During the first phase of the blueprint, dubbed the “Healthy Australia Accord”, the federal government would pay 100 percent of the “efficient cost of public hospital outpatient services” and 40 percent of the “efficient cost” of every public patient admission to a hospital or mental health care facility”.

No detail is provided about how “efficient costs” would be calculated. But one thing is clear—they would not be determined by doctors in the interests of their patients. Rather, hospitals would be financially penalised if their doctors and nurses exceeded the cost limits set by the new health funding market.

The second phase of the scheme, called “Medicare Select”, would be prepared over the following two years. All people would automatically belong to a government-operated health and hospital plan, but could transfer to a private plan, which would receive government funds on a “risk-adjusted basis for each person”.

Exactly what that “risk adjustment” means is not explained either, but it points to a regime in which people would be only partially insured. If they suffered an ailment outside their “risk profile”, they might not be covered.

One section of the report openly canvasses measures to ration access to modern medical technology, arguing: “As the population ages and consumer expectations rise, more people will demand access to expensive emerging technologies while, at the same time, the number of people working to pay the bills shrinks.”

The report declares that patients cannot be left to judge “whether the benefits of an intervention or an episode of health care outweigh the costs”. Instead, “health technology assessment techniques which evaluate value for money will be pivotal to weighing up the relative costs and benefits on behalf of the consumers and taxpayers and ensuring equitable access”.

What this means is that cost considerations, not patients’ wishes or doctors’ advice, must prevail.
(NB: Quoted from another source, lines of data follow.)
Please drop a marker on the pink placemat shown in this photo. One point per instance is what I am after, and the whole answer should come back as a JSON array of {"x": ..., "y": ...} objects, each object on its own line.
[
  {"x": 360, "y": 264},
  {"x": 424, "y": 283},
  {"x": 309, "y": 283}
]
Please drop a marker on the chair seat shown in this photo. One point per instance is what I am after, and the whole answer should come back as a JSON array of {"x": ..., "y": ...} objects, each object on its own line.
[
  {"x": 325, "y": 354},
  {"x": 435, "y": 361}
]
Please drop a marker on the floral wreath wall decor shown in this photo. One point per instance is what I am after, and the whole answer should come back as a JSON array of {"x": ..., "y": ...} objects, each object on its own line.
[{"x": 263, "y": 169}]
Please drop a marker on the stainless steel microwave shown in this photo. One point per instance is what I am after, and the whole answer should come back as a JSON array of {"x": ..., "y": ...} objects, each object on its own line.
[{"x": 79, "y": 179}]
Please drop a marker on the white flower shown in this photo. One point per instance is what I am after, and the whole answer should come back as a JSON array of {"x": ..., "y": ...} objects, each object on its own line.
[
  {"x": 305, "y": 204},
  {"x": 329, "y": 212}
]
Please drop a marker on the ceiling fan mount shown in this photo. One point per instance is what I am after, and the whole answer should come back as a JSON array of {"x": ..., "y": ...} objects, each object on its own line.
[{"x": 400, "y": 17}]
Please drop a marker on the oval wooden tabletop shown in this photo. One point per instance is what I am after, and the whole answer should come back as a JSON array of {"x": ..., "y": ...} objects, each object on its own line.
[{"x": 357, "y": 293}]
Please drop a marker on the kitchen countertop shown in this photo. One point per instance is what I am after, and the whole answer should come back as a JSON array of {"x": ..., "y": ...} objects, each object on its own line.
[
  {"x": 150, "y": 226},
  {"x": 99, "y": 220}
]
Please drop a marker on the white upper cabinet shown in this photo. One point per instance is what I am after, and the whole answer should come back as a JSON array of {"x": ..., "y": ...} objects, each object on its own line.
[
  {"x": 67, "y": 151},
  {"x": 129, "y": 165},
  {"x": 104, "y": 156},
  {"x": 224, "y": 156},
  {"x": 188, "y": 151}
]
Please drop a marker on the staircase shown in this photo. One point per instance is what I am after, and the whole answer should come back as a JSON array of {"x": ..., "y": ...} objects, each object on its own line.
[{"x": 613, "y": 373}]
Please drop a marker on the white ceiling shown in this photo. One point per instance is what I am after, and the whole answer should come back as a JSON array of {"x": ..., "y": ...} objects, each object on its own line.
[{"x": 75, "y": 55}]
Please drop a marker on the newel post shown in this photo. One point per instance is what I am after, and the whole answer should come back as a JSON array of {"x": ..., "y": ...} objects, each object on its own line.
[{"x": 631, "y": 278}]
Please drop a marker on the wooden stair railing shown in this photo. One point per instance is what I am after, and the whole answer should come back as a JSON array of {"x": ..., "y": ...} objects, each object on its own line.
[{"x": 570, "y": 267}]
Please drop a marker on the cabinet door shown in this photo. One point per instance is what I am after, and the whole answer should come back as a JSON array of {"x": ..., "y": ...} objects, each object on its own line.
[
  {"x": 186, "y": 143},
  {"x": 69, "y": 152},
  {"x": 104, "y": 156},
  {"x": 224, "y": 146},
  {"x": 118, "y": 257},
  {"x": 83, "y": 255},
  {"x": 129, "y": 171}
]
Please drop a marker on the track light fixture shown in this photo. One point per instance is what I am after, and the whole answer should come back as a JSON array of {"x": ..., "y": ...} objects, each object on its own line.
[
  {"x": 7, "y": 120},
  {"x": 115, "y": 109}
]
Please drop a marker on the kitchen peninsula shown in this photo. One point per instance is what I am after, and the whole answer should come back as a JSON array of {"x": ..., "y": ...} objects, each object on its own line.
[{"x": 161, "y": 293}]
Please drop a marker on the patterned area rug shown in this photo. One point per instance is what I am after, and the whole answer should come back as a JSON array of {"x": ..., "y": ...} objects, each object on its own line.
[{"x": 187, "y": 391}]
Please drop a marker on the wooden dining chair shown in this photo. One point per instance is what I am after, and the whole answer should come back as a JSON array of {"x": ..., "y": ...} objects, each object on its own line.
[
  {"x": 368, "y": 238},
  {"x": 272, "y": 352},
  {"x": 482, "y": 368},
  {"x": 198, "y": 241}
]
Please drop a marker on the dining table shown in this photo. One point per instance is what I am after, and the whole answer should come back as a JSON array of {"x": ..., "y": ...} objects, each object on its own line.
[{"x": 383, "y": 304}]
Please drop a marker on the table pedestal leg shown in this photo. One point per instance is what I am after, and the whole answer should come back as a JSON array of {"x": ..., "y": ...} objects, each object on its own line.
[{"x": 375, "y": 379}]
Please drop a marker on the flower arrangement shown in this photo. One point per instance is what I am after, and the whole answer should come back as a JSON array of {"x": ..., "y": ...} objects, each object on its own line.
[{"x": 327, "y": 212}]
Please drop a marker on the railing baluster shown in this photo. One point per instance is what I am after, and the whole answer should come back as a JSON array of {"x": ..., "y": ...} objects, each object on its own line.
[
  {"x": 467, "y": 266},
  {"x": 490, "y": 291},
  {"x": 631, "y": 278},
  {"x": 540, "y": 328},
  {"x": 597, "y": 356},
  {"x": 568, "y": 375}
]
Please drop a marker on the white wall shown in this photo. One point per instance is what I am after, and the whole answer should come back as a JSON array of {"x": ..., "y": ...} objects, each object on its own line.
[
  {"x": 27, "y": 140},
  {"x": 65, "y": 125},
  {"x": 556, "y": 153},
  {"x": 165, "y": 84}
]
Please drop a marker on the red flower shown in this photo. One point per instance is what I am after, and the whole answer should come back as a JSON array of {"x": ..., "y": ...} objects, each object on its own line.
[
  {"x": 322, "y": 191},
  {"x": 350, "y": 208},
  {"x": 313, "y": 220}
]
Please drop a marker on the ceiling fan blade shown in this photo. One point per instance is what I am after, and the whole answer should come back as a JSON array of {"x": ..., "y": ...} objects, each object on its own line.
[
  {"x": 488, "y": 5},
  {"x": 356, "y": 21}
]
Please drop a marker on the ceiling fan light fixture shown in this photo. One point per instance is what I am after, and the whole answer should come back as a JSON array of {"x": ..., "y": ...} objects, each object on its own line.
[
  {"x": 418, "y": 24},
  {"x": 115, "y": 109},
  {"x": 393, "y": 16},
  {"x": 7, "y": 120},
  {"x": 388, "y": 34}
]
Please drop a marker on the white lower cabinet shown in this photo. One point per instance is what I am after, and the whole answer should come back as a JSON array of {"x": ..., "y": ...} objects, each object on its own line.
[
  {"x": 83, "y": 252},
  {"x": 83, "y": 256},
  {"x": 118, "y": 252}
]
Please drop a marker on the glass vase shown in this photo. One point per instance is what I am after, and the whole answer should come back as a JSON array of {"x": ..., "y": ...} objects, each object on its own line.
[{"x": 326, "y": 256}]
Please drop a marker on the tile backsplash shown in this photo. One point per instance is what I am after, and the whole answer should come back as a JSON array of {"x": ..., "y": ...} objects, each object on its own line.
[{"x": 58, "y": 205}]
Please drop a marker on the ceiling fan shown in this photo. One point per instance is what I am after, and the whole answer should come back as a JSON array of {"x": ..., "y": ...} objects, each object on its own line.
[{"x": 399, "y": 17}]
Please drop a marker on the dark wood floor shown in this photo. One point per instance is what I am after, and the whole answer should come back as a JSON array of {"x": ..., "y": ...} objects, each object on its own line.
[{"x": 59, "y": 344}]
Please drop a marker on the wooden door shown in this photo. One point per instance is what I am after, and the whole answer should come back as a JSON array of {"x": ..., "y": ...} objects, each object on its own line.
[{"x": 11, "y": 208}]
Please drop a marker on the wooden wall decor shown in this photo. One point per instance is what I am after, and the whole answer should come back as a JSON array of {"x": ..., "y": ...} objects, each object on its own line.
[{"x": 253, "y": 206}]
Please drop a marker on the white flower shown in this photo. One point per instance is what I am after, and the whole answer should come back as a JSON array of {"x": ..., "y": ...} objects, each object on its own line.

In the perverse logic of the market, this is presented as “equitable access”. Of course, the wealthy who can afford to pay for private treatment would be exempt from the cost-benefit analysis.

According to the Australian’s Alan Mitchell, the plan would make private insurance “more attractive”. In effect, people would be increasingly forced to pay for private health cover to obtain essential health care. Significantly, the Rudd government excluded from the commission’s review, the current 30 percent rebate for private insurance, which currently costs $3.7 billion annually, so as not to antagonise the insurance companies.

Public opinion polls have repeatedly reported deep concern over the state of health care. The report itself refers to a 2007 survey that found people “overwhelmingly favoured a more socially responsive public health system, funded by the public purse, to provide quality care for all”. Rudd Labor exploited that sentiment in the 2007 election, accusing the Howard government of undermining public health, and pledging to address the crisis by mid-2009.

Hence the report pays lip service to tackling the most glaring health care catastrophes—the overcrowded hospital emergency departments, the widening life expectancy gap between indigenous and non-indigenous people, the 650,000 people on public dental waiting lists, the serious shortage of mental health services and the lack of preventative care programs. At the same time, it declares that the annual cost of its proposals, between $2.8 billion and $5.7 billion, would be offset by cost savings of $4 billion a year by 2032-33. The dental care crisis would be addressed, but only if the costs were funded through a “Denticare” levy of 0.75 of taxable income.

Together with its “education revolution,” which also accelerates the imposition of market-driven measures, the Labor government’s health care plan is a central component of a sweeping restructuring of the economy at the expense of the working class.

The report demonstrates that the provision of first-class health care for all—an essential requirement for modern life and more achievable than ever, precisely because of the advances in medical science and technology—is incompatible with the private profit system.